И хотя перед нами книга рассказов, каждый из которых можно читать отдельно как вполне завершенное, самостоятельное произведение, все-таки, думается, это прежде всего именно книга, то есть и нечто цельное, единое, связанное не столько развитием сюжета или даже центральным героем — лирическим двойником автора, но — главное — самобытным нравственно-поэтическим взглядом писателя на жизнь и взрослую и детскую. И если в первой части это как бы взгляд ребенка на взрослый, далеко не детский в своей суровости мир, то во второй, напротив, преобладает взгляд человека умудренного, познающего мир открытым сердцем ребенка.
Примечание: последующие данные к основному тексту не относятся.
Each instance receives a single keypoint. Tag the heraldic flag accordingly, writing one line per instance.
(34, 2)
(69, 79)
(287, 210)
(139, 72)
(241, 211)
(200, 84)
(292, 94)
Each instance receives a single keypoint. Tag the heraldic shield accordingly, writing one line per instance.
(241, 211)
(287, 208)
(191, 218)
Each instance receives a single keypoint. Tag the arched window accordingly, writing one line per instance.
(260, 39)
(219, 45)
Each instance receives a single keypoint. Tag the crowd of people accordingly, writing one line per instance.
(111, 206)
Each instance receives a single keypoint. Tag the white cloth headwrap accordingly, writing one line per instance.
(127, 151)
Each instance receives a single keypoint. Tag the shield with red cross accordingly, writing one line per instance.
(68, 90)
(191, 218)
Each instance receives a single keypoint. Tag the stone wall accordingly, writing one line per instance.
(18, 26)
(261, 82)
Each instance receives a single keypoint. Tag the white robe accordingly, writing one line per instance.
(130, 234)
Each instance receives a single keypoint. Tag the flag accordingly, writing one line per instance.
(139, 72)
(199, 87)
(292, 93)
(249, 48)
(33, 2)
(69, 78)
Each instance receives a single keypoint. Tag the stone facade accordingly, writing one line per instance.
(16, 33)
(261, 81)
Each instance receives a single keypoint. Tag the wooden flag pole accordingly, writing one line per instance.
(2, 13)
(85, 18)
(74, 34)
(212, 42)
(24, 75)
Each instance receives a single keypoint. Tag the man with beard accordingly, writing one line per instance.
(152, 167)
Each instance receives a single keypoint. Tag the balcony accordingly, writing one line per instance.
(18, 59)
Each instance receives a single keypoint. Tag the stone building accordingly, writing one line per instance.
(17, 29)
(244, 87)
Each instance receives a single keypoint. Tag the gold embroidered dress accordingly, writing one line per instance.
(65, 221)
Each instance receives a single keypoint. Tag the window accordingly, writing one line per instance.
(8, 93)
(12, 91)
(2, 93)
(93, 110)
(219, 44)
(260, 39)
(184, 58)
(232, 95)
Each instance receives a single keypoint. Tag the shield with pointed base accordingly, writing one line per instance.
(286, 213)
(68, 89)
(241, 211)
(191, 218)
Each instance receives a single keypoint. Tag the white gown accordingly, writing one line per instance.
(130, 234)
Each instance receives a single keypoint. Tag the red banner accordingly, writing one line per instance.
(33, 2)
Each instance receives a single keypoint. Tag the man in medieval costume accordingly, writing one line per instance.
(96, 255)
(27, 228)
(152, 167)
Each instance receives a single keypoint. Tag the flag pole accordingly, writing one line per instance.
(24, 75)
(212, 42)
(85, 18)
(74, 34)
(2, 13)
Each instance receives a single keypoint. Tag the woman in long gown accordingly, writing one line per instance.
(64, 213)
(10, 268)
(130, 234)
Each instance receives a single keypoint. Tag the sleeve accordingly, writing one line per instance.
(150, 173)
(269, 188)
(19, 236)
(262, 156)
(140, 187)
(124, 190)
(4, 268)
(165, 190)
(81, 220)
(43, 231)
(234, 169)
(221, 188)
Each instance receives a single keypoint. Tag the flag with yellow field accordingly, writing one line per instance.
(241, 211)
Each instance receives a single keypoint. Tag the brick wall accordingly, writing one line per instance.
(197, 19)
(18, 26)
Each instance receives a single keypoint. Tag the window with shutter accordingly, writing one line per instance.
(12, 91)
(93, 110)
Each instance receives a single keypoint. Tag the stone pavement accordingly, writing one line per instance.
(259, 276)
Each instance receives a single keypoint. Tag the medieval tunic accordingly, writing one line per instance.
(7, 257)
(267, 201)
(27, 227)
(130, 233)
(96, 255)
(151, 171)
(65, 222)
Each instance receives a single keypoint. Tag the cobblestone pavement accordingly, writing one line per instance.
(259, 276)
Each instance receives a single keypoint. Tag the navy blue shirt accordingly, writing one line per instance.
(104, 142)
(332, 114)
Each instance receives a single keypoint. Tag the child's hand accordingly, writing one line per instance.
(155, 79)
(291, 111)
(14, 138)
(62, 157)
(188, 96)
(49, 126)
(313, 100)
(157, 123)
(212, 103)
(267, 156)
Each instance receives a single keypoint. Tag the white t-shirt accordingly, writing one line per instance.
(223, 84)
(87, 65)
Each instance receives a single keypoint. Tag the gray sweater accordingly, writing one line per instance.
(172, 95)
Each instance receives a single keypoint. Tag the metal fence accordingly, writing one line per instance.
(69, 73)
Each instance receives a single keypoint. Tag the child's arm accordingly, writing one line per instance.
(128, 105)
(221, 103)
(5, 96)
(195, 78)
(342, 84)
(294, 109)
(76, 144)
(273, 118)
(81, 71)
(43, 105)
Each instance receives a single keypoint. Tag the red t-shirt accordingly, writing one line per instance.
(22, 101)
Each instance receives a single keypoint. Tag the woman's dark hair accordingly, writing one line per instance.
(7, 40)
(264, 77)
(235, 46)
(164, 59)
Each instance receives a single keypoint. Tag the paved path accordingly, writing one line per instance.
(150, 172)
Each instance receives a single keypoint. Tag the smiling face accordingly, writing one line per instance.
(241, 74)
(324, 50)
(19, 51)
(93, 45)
Писатель то уходит памятью в мир детства, то вновь возвращается «из детства к самому себе и к сыну», чтобы «шагать лесной дорогой и надеяться на лучистый огонек в окошке родного дома» («Огонек в окошке»), чтобы в этом двуединстве жизни, в ее прошлом и настоящем увидеть, осмыслить грядущее. Вся книга и построена на таком сопоставлении прошлого — собственного военного детства, когда «ребятенки, детки еще… ни еды не видывали, ни игрушек. Эдак и детства не узнают, останется в памяти работа, голод и нужда, — как говорит мать в рассказе «Синие пташки-пикушки». — В нужде и горе забываешь о них, как с ровни спрашиваешь»; и нынешнего — сыновнего детства. И, может быть, именно в том, что так или иначе, но всегда в центре писательского внимания и понимания Василия Юровских находится ребенок и не просто находится, но именно определяет и ось и шкалу ценностей его творчества, может быть, именно в этом-то и заключается главная взрослая сердечная мысль писателя, которую я попытался бы выразить словами Достоевского: «Любите детей: они — будущее человечество».
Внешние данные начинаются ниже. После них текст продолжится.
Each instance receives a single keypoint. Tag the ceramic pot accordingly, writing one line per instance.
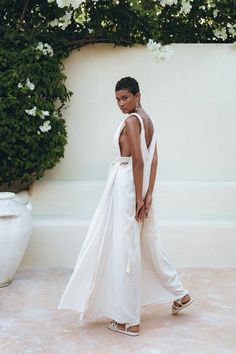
(15, 232)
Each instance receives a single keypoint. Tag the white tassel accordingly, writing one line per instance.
(128, 265)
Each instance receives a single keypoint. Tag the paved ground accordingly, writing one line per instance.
(31, 323)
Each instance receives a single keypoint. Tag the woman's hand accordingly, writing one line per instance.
(147, 203)
(140, 210)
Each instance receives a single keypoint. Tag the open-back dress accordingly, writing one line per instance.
(121, 265)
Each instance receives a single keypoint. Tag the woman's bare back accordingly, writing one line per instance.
(149, 129)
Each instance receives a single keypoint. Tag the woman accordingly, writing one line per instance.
(121, 266)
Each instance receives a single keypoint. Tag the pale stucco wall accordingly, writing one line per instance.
(191, 97)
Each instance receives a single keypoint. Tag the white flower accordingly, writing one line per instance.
(63, 21)
(232, 29)
(185, 7)
(29, 84)
(158, 51)
(168, 2)
(45, 48)
(43, 114)
(215, 12)
(45, 127)
(74, 3)
(220, 33)
(32, 111)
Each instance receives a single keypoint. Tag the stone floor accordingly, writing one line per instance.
(31, 323)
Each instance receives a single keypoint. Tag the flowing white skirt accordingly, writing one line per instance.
(121, 265)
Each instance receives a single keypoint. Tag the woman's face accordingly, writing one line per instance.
(127, 101)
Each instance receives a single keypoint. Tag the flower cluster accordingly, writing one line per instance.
(42, 114)
(74, 3)
(168, 2)
(185, 6)
(28, 85)
(220, 33)
(63, 21)
(158, 51)
(45, 48)
(45, 127)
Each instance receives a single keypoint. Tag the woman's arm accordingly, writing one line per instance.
(148, 197)
(133, 129)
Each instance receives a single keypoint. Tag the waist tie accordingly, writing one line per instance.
(120, 159)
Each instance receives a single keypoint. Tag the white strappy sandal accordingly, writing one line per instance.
(113, 325)
(176, 309)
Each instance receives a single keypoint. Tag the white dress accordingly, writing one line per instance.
(121, 265)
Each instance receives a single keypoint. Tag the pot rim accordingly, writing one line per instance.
(7, 195)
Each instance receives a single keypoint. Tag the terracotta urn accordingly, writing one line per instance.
(15, 232)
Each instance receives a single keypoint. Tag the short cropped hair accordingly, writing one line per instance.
(128, 83)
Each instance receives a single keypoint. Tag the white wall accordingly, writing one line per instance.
(191, 97)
Умейте ценить жизнь во всех ее проявлениях, не разучитесь удивляться этому великому чуду — и она раскроется вам в своей красоте и поэзии; найдите в себе талант и смелость взглянуть на мир глазами восхищенного человека, будьте сердцем как дети — вот чему учит нас эта книга маленьких рассказов Василия Юровских, большая часть которых написана в жанре, напоминающем либо тургеневские «Стихотворения в прозе», либо пришвинские «Незабудки». Некоторые, лучшие из них, я рискнул бы назвать песнями в прозе; поэтика таланта Василия Юровских действительно во многом сродни поэтике именно русской народной лирической песни.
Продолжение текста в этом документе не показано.